Well, you know how when you walk into a room full of people your heart stops beating and you get the overwhelming urge to run out the door? Yeah, man, I effing hate that feeling too. I become sure that every person in the bar is looking at me and judging me – for my shirt, my hair, my waist line, my jeans, my purse, shoes, necklace, earrings, slightly curved toes... well, you get the point.
Understandably so, being afflicted with this overwhelming anxiety every time you walk into a place is not a good way to meet new people or have very much fun.
Or breathe normally when walking down a busy street.
Confidence is a funny thing. One day I’ll be full of confidence and I’ll be sure that I can do anything. The next day I’ll be sure that everything I do is wrong and that everyone knows it. It amazes me how sometimes my self-consciousness can be such a handicap.
In 99.999% of the cases where my confidence is lacking, it will be as a result of negative self-talk. I tell myself the world is against me and therefore I act in a way which makes the world be against me. My self-conscious thoughts are self-fulfilling prophecy.
In order to get around my anxiety, I decided that I just need to STOP second guessing everything I do.
I need to stop reprimanding myself for those silly little things I do that almost no one notices and even fewer people remember.
That’s where Confidence Girl comes in.
When I know I’m going to be going into an unfamiliar or uncomfortable situation – one that is highly likely to trigger my anxiety – I give myself a pep talk. Before I even leave my house, I forgive myself for the mistakes I’m going to make (because I know I will make them but since I’m already forgiven I’m not allowed to stew and berate myself for those things). I admit right away that I am not perfect so I’m not trying to live up to that standard the whole time.
The next thing I do is tell myself that everyone I talk to is going to love me.
Gods - even writing this now, it all sounds so cheesy. But it works every time.
I tell myself that my skin is thick and that I won’t let the sideways stares or the eyes scanning the size of my ass keep me from being absolutely fucking fabulous.
I won’t misinterpret the laughter at that corner table as laughter about me and will recognize that the world doesn’t revolve around me and those people were just laughing at something else entirely. I won’t let my paranoia get the best of me and automatically see everyone I don’t know as an enemy or a person whose sole mission is to ruin my time.

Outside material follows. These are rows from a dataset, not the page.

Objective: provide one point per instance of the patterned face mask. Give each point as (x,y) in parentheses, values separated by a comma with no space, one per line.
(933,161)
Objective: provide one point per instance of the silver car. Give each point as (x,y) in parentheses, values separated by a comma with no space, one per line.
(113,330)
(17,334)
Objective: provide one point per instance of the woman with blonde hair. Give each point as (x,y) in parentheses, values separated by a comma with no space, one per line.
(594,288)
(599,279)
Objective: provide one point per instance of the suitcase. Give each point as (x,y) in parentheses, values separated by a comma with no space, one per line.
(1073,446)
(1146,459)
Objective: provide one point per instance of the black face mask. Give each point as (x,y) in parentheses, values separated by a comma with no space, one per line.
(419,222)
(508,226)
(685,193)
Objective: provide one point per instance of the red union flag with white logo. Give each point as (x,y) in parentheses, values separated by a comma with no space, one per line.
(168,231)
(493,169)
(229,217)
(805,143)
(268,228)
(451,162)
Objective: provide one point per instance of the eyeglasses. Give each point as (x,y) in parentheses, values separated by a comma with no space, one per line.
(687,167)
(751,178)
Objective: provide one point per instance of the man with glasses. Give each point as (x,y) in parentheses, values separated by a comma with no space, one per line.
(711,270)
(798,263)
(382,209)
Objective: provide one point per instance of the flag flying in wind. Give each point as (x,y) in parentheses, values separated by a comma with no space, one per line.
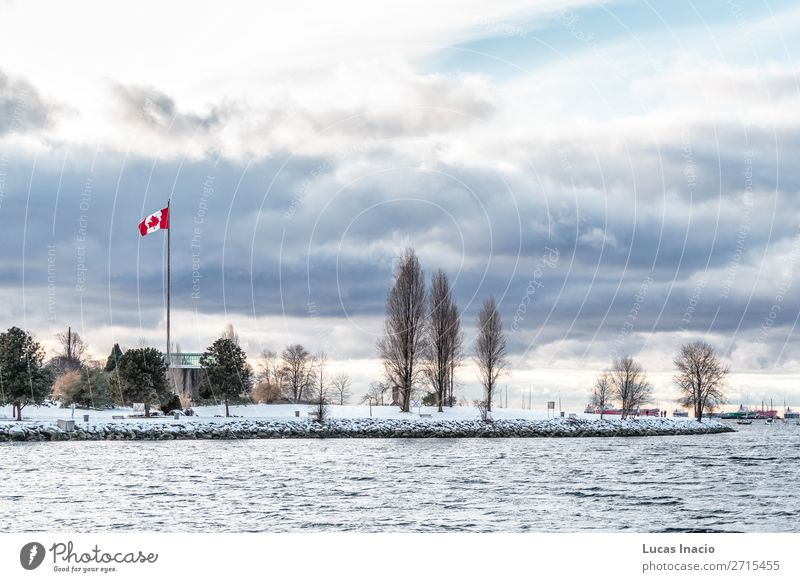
(155,221)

My idea for Confidence Girl (who has most certainly cornered the market on lame superhero names) came this summer when I started hanging out with my Wild Girls – these gorgeous party girls who are fun, sweet and incredibly inclusive yet frequent all of the “cool kid” places I would have never felt secure going to before. When I realized that I was denying myself new friends, who were quite literally begging me to be friends with them, I realized that I was holding myself back.
The first night I hung out with them, as I got ready I began telling myself that no matter what the night held in store, I would go along for the ride. I told myself that I would pretend every person I talked to was already my best friend and I therefore had no reason to worry about anything.
And it worked.
From then on, whenever I know I’m going to be in a place where I would normally feel vulnerable in some way, I try to address those concerns before I’m even in the situation so that the girl who goes out into the world is the very best version of me I can present.
That girl is Confidence Girl – not exactly an alternate persona – just me stripped of my anxiety and determined not to be held back because of fear. Confidence Girl doesn’t care what anyone thinks of her and isn’t ashamed of anything she does. I don’t allow myself to second guess anything once the time has passed either – what happens with Confidence Girl stays with Confidence Girl.
Confidence Girl is fun, intelligent, witty, brave, tough, a little bitchy (but only when she needs to be) and even just a little bit of a man-eater.
I owe her a lot.
Have any tricks that you use to overcome your own anxiety?